Le chemin vers la reconnaissance
“Notre père avait commencé les démarches dans les années 80”, raconte Véronique Muré. A l’époque les rouges d’Alsace n’étaient pas très reconnus. “Le pinot noir était le grand oublié des grands crus, on n’y apportait pas l’attention nécessaire”, précise Thierry Fritsch, œnologue au CIVA (Conseil Interprofessionnel des Vins d'Alsace). Pour la famille Muré, il était impératif d’avancer collectivement. “Avec les autres producteurs du terroir, on a défini notre propre cahier des charges. Plus de pieds, moins de rendements par hectare de vignes (40 hL/ha maximum). Ça rend le vin plus dense, plus concentré. On a travaillé sur la qualité, pas la quantité.”
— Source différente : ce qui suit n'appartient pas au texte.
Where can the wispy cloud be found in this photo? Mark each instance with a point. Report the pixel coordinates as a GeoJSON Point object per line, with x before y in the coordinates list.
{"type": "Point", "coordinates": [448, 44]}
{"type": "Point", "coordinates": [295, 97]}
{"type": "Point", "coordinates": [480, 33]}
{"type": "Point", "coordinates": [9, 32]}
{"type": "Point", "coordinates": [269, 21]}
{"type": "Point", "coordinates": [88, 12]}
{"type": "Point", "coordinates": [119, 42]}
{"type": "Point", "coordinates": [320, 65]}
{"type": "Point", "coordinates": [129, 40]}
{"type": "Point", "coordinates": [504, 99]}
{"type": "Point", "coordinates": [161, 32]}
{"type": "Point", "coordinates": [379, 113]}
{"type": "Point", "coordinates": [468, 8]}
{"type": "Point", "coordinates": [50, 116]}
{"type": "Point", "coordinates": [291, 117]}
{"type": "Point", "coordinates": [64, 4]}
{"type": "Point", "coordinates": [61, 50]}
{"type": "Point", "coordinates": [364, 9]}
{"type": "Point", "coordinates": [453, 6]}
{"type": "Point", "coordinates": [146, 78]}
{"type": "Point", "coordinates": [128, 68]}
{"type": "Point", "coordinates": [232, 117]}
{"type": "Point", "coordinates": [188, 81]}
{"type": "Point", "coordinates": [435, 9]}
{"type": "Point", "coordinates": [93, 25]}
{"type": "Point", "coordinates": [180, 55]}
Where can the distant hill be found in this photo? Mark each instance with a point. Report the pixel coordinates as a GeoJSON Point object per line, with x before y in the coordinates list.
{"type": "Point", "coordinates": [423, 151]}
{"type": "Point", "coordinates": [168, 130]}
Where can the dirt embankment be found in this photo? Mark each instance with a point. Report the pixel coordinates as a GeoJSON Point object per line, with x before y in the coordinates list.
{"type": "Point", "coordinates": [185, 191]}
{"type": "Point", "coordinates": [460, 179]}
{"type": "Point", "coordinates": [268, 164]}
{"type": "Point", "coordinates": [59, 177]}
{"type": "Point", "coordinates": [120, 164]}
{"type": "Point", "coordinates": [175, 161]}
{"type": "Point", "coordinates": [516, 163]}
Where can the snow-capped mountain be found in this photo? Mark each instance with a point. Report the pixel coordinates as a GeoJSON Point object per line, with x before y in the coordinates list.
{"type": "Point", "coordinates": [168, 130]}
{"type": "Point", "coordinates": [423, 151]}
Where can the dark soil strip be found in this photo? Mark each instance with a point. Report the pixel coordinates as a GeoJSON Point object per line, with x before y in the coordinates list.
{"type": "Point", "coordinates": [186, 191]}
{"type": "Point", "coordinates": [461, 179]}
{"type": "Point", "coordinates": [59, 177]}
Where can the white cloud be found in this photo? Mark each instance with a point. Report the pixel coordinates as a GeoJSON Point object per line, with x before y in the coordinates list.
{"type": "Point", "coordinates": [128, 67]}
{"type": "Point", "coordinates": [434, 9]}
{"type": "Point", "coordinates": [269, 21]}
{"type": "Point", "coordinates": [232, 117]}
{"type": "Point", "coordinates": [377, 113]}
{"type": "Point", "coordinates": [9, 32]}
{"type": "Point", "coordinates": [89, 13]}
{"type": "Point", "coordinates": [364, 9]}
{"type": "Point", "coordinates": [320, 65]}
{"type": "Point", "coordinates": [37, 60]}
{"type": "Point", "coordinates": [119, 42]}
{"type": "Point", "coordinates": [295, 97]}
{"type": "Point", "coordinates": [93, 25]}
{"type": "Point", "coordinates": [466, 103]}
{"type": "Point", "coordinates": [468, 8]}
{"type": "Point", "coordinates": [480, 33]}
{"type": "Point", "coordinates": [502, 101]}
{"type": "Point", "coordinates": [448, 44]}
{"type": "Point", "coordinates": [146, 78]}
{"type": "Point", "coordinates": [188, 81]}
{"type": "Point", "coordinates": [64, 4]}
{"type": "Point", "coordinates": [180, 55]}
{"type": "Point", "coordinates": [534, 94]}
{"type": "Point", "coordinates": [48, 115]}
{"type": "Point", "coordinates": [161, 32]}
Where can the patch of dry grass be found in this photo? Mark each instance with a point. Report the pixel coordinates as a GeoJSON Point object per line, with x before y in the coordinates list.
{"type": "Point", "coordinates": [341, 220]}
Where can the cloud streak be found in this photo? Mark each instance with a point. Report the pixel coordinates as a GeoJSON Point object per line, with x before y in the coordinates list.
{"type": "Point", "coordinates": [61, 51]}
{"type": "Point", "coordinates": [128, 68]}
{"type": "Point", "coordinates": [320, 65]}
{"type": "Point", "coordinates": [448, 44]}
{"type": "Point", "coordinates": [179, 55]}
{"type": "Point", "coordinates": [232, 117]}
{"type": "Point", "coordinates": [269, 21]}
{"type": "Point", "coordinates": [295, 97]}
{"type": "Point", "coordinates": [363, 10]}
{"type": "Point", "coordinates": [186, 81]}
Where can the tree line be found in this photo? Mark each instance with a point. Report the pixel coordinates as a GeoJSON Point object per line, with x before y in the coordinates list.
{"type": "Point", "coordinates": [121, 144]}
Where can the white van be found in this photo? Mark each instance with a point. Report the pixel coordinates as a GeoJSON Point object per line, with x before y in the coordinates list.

Synonyme de prestige, une telle distinction s’accompagne aussi d’une reconnaissance plus large des vins rouges d’Alsace. “À l’export, on suit les vins d’Alsace. On me parle du pinot noir de Vorbourg en Chine, aux Etats-Unis. L’appellation était très attendue”, assure Thierry Fritsch. Il colle aussi aux nouvelles tendances de consommation. “On assiste à une montée en puissance des vins frais, fruités, précis. Le pinot noir est un très bon représentant de ces tendances.”
L'Alsace compte 51 grands crus dont désormais trois ouverts au pinot noir après le Hengst et le Kirchberg en 2022. “C’est un cépage délicat. Il a besoin de beaucoup d’attention et de précision. Cette appellation, c’est la validation que le pinot noir d’Alsace est un grand vin.”